Cuando era niño, tendría unos 5 o 6 años, recuerdo viajar en el carro con mi papá, ya era bastante tarde, el cielo estaba totalmente oscuro con uno que otro poste iluminando la calle. Decidí acostarme en el asiento de atrás a esperar llegar a nuestro destino, pero en nuestro viaje apareció una alcabala.
Mi papá, al saber que estaba atrás y casi quedándome dormido, se volteó para verificar que no estuviera muy cerca de la orilla y acto seguido siento cómo el carro baja la velocidad y un militar empieza a conversar con mi papá. Mientras revisan el carro, una linterna ilumina mi cara y me quita el poco sueño que tenía.
Estacionados en esta alcabala hay un proceso de revisión normal, yo como buen niño curioso quería ver y oír todo lo que pasaba. Pidieron los papeles para saber si todo estaba al día, verificaron la información de mi papá y la mía y revisaron el carro. Hasta ahora todo bien, pero llegan al maletero y consiguen unas cuantas cajas de licor, ya que mi papá era proveedor de licorerías.
Recuerdo lo que el guardia le dice a mi padre, “¿Y ese licor para donde lo lleva?”, mi padre contesta explicando que es para un cliente y el soldado, con una sonrisa en su rostro, verificando su alrededor y casi salivando, lanza otro comentario: “Y si nos regala unas dos botellas, para el superior y para nosotros”.
Recuerdo la carcajada de mi papá y cómo inmediatamente se detiene y le contesta de una manera muy calmada, con una actitud muy por debajo, casi queriendo pedirle disculpas al uniformado. Le vuelve a explicar que ese licor no es suyo, que sino con mucho gusto, pero tiene dueño y él solo es quien lo entregará y no puede quedar mal.
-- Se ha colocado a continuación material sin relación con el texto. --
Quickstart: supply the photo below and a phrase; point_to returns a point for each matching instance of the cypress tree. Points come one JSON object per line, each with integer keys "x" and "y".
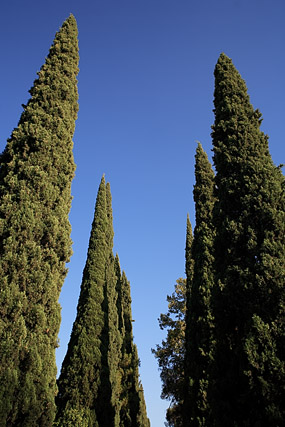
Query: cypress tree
{"x": 36, "y": 170}
{"x": 189, "y": 270}
{"x": 200, "y": 319}
{"x": 249, "y": 376}
{"x": 133, "y": 409}
{"x": 171, "y": 353}
{"x": 84, "y": 376}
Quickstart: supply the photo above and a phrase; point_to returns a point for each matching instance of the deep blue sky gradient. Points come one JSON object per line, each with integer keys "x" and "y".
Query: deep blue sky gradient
{"x": 145, "y": 97}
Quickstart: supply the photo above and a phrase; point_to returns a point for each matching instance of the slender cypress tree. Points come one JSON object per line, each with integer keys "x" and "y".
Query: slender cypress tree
{"x": 36, "y": 170}
{"x": 189, "y": 269}
{"x": 200, "y": 328}
{"x": 171, "y": 353}
{"x": 99, "y": 384}
{"x": 84, "y": 377}
{"x": 133, "y": 409}
{"x": 249, "y": 262}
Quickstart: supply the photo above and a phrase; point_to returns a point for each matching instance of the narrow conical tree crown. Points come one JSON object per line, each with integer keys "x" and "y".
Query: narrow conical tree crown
{"x": 36, "y": 170}
{"x": 98, "y": 384}
{"x": 80, "y": 380}
{"x": 200, "y": 319}
{"x": 249, "y": 261}
{"x": 133, "y": 409}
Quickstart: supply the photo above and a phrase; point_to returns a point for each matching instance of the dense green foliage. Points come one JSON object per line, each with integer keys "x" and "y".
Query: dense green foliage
{"x": 99, "y": 380}
{"x": 199, "y": 325}
{"x": 170, "y": 354}
{"x": 36, "y": 170}
{"x": 132, "y": 404}
{"x": 249, "y": 375}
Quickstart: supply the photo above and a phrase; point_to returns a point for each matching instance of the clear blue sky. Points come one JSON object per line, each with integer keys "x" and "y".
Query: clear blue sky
{"x": 145, "y": 98}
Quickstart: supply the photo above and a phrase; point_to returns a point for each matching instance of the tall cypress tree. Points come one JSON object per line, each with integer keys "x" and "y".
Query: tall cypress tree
{"x": 249, "y": 262}
{"x": 133, "y": 409}
{"x": 200, "y": 318}
{"x": 189, "y": 270}
{"x": 36, "y": 170}
{"x": 99, "y": 383}
{"x": 84, "y": 385}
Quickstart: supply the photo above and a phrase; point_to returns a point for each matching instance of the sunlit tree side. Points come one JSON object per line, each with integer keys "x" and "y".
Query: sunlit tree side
{"x": 170, "y": 354}
{"x": 249, "y": 379}
{"x": 36, "y": 170}
{"x": 199, "y": 341}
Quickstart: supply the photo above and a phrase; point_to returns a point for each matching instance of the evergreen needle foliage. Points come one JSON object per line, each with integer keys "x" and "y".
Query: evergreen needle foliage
{"x": 199, "y": 311}
{"x": 36, "y": 170}
{"x": 249, "y": 375}
{"x": 98, "y": 384}
{"x": 170, "y": 354}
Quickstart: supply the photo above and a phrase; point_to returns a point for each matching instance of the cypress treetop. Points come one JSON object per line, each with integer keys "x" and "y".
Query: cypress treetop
{"x": 249, "y": 261}
{"x": 36, "y": 170}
El guardia, que hasta ahora estaba solo, insistió por un tiempo más, hasta que llegaron otros. Todos sonrientes, amables, con una intención clara; pero mi papá tenía todos sus papeles en regla (incluido el papeleo de los licores). La verdad, no recuerdo cuánto tiempo estuvimos, pero sí que fue lo suficiente para hacer cambiar de actitud a mi padre y pasar de negar y dar explicaciones a negar y no devolver la sonrisa.
Yo era un niño y al salir de ahí pregunté: ¿por qué no darle lo que pedían y evitar tanto tiempo perdido? Pero mi papá me explicó que lo que querían era ilegal, que él no debía darles nada, primero porque todo estaba en regla y segundo, porque en caso de faltarle algo, la forma de enmendar su error no era darle un soborno a los uniformados.
25 años después recuerdo ese acto y no puedo dejar de meditar qué sucede si un niño ve, oye y aprende que el acto de corrupción es lo normal. Que sus mayores, aquellos que son un ejemplo para él, compran una licencia “porque no hay material” hasta que se paga y, ahí, sí hay material. Que no se puede sacar un documento por falta de recursos, a menos que le pagues a un tercero que te gestiona el trámite y aparecen los recursos.
Cuando el gestor, cuando el tercero, cuando el soborno se normaliza, es un peligro porque todos nos volvemos testigos, cómplices y actores principales de un acto que nos mancha las manos de barro. Y aquel que tiene las manos manchadas no puede acusar porque no tiene la capacidad ética y moral de hacerlo y como consecuencia se vuelve un círculo vicioso de nunca acabar, solo se agranda cada día más.
Cuando una sociedad cae en este círculo es difícil salir porque necesitas x o y, pero debes aceptar que no puedes obtenerlo si no juegas con las reglas del sistema. Que además es un sistema que tiene un doble discurso, porque permite los actos, pero si se vuelven muy polémicos los acusa y penaliza.
Y así como el sistema, en casa puede existir un doble discurso, donde, por un lado, se hace el acto para conseguir el objetivo, pero, por otro lado, se explica que está mal y que no debería hacerse. Aunque no es fácil que todos entiendan ese doble discurso, porque la solución de “no jugar con sus reglas” solo te excluye a ti de conseguir lo que deseas.